Department of Medical Oncology, Regina Elena National Cancer Institute, Rome, Italy.
J Thorac Oncol. 2012 Apr;7(4):672-80. doi: 10.1097/JTO.0b013e31824a8bde.
The optimal use of epidermal growth factor receptor (EGFR)-related molecular markers to prospectively identify tyrosine kinase inhibitor (TKI)-sensitive patients, particularly after a previous chemotherapy treatment, is currently under debate.
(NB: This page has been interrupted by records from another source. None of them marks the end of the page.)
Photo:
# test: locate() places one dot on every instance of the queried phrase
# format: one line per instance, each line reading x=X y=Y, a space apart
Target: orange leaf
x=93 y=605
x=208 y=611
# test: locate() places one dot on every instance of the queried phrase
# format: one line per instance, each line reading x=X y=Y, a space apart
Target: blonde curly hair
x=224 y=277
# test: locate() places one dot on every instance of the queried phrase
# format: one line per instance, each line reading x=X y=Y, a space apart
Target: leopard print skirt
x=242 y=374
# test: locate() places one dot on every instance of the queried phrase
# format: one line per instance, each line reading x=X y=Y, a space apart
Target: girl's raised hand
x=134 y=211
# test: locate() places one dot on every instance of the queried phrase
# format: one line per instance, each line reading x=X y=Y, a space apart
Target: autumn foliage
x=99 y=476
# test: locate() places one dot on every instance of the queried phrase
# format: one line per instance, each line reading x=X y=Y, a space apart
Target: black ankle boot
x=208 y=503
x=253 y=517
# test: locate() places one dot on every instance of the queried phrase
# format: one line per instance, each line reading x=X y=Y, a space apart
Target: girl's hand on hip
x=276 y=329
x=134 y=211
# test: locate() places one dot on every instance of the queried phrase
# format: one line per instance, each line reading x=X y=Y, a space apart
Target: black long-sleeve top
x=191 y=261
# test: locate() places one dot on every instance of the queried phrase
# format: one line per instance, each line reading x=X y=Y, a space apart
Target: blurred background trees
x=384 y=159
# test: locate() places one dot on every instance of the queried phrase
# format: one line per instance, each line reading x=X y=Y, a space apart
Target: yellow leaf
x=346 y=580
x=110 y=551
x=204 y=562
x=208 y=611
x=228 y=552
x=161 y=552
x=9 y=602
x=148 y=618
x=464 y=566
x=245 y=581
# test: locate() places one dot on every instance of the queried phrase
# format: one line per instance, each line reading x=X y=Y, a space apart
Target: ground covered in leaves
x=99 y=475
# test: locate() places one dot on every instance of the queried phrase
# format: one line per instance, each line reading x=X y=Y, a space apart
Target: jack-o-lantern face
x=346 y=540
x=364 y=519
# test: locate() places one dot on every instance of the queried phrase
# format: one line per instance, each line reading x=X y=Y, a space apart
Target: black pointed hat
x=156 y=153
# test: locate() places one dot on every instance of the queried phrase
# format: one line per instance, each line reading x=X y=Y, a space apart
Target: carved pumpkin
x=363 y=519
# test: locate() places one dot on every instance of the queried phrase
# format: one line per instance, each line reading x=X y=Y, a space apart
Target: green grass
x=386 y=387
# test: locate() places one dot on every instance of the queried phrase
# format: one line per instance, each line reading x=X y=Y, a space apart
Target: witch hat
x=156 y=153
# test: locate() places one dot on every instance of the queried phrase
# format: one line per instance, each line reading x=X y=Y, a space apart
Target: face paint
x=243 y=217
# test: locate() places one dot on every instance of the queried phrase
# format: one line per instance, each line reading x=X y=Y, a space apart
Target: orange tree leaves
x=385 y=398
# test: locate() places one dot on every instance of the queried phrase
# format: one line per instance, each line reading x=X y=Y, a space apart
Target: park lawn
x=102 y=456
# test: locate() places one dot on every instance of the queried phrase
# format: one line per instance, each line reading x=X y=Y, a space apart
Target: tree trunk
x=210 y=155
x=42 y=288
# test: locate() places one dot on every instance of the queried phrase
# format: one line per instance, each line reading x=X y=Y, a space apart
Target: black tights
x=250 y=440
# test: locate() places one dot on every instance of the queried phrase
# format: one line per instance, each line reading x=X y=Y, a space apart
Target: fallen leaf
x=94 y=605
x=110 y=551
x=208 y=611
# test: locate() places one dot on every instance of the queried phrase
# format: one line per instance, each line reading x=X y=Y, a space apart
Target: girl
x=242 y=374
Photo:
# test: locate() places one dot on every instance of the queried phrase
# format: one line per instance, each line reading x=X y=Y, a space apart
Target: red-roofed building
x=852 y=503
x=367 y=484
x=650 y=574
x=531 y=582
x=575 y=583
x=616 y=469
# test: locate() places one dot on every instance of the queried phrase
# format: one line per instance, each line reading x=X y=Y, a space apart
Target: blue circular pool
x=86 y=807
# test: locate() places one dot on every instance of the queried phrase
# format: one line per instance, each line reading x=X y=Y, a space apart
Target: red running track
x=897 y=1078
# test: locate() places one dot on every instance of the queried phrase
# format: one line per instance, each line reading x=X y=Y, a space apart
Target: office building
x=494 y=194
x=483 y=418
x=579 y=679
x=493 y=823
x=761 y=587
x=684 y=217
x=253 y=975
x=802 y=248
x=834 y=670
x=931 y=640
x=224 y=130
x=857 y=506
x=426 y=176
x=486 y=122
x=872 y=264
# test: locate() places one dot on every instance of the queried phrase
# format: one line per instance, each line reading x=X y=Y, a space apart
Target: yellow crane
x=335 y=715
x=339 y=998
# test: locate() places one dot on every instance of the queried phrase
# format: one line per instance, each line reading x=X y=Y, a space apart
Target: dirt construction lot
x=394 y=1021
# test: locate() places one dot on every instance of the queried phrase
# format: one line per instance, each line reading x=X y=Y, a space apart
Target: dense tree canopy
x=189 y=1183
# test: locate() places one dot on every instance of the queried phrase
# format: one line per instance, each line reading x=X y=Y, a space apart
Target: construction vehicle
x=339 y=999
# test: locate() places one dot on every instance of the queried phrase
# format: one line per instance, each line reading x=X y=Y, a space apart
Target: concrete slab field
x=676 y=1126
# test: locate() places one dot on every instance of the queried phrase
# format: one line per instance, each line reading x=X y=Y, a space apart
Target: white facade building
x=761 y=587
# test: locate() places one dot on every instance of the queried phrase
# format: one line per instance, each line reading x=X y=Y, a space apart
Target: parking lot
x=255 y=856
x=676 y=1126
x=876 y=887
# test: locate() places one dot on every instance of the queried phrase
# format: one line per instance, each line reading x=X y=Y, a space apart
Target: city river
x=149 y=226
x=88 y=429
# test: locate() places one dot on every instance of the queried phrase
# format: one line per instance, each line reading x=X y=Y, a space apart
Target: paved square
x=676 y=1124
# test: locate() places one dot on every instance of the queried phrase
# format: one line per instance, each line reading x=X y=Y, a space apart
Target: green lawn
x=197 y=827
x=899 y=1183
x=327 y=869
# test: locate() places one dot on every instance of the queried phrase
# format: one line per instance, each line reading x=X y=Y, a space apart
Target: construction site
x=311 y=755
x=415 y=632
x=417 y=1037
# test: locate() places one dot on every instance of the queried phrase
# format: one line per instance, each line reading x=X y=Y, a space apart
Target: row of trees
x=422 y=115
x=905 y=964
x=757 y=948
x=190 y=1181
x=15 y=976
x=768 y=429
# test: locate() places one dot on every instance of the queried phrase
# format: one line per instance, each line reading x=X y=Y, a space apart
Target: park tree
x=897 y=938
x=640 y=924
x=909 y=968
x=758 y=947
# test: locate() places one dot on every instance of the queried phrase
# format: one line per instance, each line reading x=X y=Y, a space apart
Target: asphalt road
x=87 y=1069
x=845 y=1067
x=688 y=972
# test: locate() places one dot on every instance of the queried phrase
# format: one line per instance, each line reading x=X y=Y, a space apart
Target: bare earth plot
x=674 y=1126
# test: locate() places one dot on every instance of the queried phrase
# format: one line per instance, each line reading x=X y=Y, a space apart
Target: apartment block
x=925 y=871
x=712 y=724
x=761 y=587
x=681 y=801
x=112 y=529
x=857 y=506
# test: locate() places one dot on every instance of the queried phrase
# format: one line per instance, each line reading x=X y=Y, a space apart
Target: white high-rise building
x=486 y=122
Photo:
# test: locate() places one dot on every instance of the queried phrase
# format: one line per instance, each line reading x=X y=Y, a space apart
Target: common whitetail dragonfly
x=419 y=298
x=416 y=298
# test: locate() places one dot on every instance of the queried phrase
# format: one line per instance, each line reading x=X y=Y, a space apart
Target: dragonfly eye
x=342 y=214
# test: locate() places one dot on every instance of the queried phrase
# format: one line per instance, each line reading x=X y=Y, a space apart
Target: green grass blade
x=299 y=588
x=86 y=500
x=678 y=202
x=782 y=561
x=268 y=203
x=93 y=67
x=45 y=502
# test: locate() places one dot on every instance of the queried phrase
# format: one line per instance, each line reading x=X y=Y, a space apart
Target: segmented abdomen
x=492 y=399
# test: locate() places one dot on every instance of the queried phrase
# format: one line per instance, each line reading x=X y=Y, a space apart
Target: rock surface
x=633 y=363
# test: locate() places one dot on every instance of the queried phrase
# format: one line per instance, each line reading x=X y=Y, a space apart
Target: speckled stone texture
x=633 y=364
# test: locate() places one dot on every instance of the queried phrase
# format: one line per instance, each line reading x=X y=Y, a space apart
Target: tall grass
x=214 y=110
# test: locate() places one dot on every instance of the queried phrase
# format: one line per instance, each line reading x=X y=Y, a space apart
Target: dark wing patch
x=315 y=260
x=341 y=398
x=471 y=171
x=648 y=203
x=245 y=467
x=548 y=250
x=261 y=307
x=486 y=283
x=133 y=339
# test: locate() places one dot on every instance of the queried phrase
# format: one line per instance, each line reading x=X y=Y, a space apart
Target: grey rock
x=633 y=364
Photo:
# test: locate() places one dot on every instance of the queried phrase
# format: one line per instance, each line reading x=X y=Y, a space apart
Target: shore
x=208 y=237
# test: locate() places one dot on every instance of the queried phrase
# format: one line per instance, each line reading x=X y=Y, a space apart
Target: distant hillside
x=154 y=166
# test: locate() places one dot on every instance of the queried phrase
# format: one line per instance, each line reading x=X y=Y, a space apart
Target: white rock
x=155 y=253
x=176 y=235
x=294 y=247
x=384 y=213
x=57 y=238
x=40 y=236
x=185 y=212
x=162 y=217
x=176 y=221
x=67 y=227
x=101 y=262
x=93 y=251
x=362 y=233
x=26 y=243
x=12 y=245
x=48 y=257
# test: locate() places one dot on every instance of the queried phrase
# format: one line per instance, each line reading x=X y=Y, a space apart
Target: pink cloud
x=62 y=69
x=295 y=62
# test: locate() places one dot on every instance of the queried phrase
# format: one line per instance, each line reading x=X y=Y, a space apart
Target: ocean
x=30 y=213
We designed a prospective phase II study to evaluate the activity of EGFR-TKI in four different patient groups, according to the combination of molecular (EGFR gene mutations, EGFR gene copy number and protein expression, and phosphorylated AKT expression, pAKT) and clinicopathological (histology and smoking habits) factors. Correlations between molecular alterations and clinical outcome were also explored retrospectively for first-line chemotherapy and EGFR-TKI treatment.
Patients who had progressed during or after first-line chemotherapy were prospectively assigned to EGFR-TKI treatment as follows: (G1) EGFR mutation (n = 12); (G2) highly polysomic/amplified EGFR (n = 18); (G3) EGFR and/or pAKT positive (n = 41); (G4) adenocarcinoma/bronchoalveolar carcinoma and no smoking history (n = 15). G1 and G4 had the best and second-best overall response rate (25% and 20%, respectively), whereas the worst outcome was observed in G2 (ORR, 6%; p = 0.05). Disease control was highest in G1 and G4 (>50%) and lowest in G3 (<20%) (p = 0.02). Patients selected by EGFR mutation or clinical parameters (G1 and G4) also had significantly better progression-free survival and overall survival (p = 0.02 and p = 0.01, respectively). Multivariate analysis confirmed the impact of sex, smoking history, EGFR/KRAS mutation, and pAKT on outcomes and allowed us to derive an efficient predictive model. Histology, EGFR mutations, and pAKT were independent predictors of response to first-line chemotherapy at retrospective analysis, whereas pAKT and human epidermal growth factor receptor 2 expression were the only independent predictors of progression-free survival and overall survival.
Selection of patients based on either EGFR mutation or clinical characteristics seems an effective approach to optimize EGFR-TKI treatment in chemotherapy-pretreated non-small-cell lung cancer patients.
目前,关于表皮生长因子受体(EGFR)相关分子标志物的最佳应用,以前瞻性地识别酪氨酸激酶抑制剂(TKI)敏感患者,尤其是在先前化疗治疗后,仍存在争议。
我们设计了一项前瞻性的 II 期研究,根据分子(EGFR 基因突变、EGFR 基因拷贝数和蛋白表达以及磷酸化 AKT 表达,pAKT)和临床病理因素(组织学和吸烟习惯),评估 EGFR-TKI 在 4 个不同患者组中的活性。还回顾性探讨了分子改变与一线化疗和 EGFR-TKI 治疗的临床结局之间的相关性。
在一线化疗期间或之后进展的患者被前瞻性地分配到 EGFR-TKI 治疗中,具体分组如下:(G1)EGFR 突变(n=12);(G2)高度多倍体/扩增 EGFR(n=18);(G3)EGFR 和/或 pAKT 阳性(n=41);(G4)腺癌/细支气管肺泡癌且无吸烟史(n=15)。G1 和 G4 的总缓解率(ORR)最佳,分别为 25%和 20%,而 G2 的 ORR 最差(6%,p=0.05)。G1 和 G4 的疾病控制率最高(均>50%),G3 的疾病控制率最低(<20%)(p=0.02)。通过 EGFR 突变或临床参数(G1 和 G4)选择的患者的无进展生存期和总生存期也明显更长(p=0.02 和 p=0.01)。多变量分析证实了性别、吸烟史、EGFR/KRAS 突变和 pAKT 对结局的影响,并允许我们得出一个有效的预测模型。组织学、EGFR 突变和 pAKT 是回顾性分析中对一线化疗反应的独立预测因素,而 pAKT 和人表皮生长因子受体 2 表达是无进展生存期和总生存期的唯一独立预测因素。
基于 EGFR 突变或临床特征选择患者,似乎是优化化疗预处理非小细胞肺癌患者 EGFR-TKI 治疗的有效方法。